The Australian economy expanded by 0.5 per cent in the June quarter as annual growth slowed to a fresh post-GFC low 1.4 per cent.
The quarterly increase was the same as the revised March quarter data and in line with market consensus, which was for annual growth to soften.
The Australian dollar rose from 67.63 US cents to as high as 67.84 shortly after the data’s release on Wednesday.
BIS Oxford Economics economist Sarah Hunter said there were no big surprises, with net exports and government spending underpinning sluggish growth.
The main drag came from inventories and construction, while consumer spending remains in the doldrums, increasing by just 0.4 per cent for the quarter – albeit a slight uptick on the pace of growth over the prior quarter.
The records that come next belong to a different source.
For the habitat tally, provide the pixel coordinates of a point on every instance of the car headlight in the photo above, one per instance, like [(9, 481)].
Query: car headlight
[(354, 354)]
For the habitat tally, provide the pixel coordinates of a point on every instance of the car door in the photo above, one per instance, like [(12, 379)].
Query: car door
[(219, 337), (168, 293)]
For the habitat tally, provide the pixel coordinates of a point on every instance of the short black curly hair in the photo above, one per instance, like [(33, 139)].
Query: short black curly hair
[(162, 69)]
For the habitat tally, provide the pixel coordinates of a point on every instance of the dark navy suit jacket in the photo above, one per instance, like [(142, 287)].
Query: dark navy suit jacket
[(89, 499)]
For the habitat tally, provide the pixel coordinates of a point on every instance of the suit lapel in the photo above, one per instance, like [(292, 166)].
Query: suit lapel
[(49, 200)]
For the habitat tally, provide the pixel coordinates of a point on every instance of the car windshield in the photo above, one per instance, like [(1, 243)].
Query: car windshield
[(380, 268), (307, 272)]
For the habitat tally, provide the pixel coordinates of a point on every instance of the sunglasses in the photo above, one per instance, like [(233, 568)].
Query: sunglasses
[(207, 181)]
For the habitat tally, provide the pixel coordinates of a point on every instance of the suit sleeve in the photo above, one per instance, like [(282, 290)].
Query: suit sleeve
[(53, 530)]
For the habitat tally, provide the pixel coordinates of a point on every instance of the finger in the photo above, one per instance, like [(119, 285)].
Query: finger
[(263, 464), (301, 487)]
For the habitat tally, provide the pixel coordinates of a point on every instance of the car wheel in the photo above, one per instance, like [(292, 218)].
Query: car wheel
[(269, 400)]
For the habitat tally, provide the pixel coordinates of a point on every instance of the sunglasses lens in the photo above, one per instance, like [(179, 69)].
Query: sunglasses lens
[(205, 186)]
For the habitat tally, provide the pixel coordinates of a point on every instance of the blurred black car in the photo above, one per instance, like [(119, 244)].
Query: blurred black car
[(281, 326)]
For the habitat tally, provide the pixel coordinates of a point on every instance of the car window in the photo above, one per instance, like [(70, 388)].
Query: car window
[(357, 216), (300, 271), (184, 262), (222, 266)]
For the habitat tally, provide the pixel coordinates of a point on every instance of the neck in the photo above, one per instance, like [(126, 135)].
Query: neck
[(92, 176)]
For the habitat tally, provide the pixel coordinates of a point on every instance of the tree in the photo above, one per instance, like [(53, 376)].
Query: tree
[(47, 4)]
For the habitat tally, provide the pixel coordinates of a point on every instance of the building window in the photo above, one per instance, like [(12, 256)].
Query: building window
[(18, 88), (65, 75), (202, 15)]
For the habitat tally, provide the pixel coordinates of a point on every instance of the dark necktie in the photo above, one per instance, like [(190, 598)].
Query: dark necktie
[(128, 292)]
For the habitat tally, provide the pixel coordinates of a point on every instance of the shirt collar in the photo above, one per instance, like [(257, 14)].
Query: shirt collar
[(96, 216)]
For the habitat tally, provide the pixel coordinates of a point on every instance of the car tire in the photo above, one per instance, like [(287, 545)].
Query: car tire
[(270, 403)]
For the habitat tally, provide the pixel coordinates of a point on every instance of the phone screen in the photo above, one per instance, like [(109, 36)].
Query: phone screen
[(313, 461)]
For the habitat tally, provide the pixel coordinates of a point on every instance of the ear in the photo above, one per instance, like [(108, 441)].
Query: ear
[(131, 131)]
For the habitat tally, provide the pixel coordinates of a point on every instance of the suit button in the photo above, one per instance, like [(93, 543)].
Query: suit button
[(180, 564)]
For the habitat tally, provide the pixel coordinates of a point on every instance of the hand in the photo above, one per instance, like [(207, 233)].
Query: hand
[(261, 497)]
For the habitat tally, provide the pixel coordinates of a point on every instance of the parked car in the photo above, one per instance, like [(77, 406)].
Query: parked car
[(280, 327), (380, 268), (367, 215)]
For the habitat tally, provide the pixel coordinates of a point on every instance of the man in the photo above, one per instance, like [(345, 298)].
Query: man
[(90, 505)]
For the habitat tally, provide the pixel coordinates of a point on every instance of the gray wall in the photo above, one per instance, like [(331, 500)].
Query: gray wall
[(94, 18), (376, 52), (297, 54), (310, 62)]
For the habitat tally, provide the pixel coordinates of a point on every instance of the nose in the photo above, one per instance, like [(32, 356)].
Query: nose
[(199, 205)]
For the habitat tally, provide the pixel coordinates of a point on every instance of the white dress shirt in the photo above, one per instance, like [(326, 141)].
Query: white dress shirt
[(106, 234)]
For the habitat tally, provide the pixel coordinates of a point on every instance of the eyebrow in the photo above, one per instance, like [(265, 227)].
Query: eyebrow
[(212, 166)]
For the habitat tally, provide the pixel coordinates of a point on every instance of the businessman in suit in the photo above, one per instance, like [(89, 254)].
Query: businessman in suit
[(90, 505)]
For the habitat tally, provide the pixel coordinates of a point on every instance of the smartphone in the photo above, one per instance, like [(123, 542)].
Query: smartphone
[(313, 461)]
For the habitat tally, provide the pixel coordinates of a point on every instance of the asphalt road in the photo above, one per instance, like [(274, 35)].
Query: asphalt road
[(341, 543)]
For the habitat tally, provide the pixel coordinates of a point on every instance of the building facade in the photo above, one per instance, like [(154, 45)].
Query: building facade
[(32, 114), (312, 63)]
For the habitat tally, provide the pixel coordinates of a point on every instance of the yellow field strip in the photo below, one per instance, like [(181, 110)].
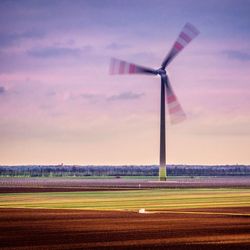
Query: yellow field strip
[(197, 212)]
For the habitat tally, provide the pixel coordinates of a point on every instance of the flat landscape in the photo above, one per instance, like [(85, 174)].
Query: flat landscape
[(105, 214)]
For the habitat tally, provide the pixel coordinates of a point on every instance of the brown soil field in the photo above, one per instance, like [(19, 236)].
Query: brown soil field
[(77, 229), (11, 185)]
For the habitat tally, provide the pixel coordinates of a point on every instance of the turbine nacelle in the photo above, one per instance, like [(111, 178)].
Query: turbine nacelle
[(188, 33), (162, 72)]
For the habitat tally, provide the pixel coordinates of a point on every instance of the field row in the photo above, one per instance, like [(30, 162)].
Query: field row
[(133, 200)]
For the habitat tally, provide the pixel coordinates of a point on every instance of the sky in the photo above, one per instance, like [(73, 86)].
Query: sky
[(58, 103)]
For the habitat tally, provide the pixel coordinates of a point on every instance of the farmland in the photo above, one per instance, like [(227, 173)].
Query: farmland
[(182, 213), (131, 200)]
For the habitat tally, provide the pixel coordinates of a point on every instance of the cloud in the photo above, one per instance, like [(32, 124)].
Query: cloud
[(10, 39), (237, 55), (50, 52), (116, 46), (125, 96)]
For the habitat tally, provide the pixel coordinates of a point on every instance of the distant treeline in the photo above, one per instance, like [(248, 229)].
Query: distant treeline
[(119, 171)]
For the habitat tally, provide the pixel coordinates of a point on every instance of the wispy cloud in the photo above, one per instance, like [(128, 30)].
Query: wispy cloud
[(50, 52), (9, 39), (117, 46), (125, 96), (237, 55)]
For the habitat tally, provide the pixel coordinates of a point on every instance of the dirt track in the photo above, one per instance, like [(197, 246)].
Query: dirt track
[(72, 229)]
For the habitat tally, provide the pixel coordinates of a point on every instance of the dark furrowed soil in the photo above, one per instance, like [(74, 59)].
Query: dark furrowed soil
[(15, 185), (77, 229)]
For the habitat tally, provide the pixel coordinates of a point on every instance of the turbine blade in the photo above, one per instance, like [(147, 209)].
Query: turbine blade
[(188, 33), (175, 110), (121, 67)]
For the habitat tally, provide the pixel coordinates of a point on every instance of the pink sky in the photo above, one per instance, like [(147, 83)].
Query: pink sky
[(59, 104)]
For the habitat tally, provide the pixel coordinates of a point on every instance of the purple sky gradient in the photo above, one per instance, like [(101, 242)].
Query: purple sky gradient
[(59, 104)]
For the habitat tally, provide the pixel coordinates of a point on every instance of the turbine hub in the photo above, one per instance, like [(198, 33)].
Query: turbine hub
[(161, 72)]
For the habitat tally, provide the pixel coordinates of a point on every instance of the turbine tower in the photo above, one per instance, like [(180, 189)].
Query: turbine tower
[(187, 34)]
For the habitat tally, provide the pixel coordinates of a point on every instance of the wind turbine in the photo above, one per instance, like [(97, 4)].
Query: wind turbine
[(187, 34)]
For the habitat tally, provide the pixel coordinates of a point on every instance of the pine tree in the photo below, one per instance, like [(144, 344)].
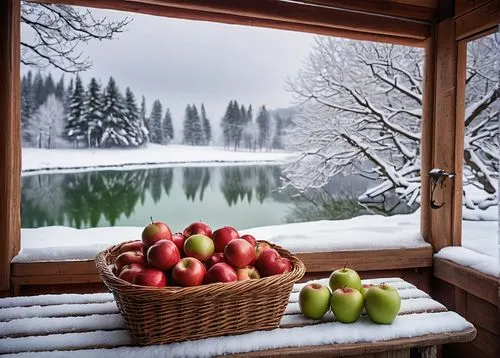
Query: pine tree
[(93, 115), (48, 87), (76, 129), (278, 133), (137, 130), (144, 119), (264, 124), (168, 128), (116, 129), (37, 90), (187, 126), (60, 91), (26, 108), (155, 123), (196, 128), (207, 128)]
Dr Hunter said growth was likely to remain relatively subdued until the early 2020s, but that year-on-year expansion may have found a floor.
“The June quarter is likely to be the trough for the (year-on-year) growth rate … as the very weak quarters from late 2018 and early 2019 drop out of the calculation,” Dr Hunter said.
Government final consumption expenditure contributed 0.5 percentage points to GDP growth during the quarter, while household final consumption expenditure contributed 0.2 percentage points.
Net exports contributed 0.6 percentage points to growth this quarter, reflecting strong exports of mining commodities.
Mining gross value added increased 3.4 per cent with strong production of coal and liquefied natural gas, while mining profits rose by 10.6 per cent driven by strong export growth and a continued rise in the terms of trade.
Mining investment rose 2.4 per cent, with increases in investment in machinery and equipment.
Dr Hunter said while there will be some support for households from recent cash rate cuts and federal government tax breaks, weak income growth will fundamentally constrain spending in the near term.
She also flagged that the residential construction downturn has further to run, while the positive contribution from net exports is also likely to fade, though remain positive, with the ramp up in LNG exports set to taper off.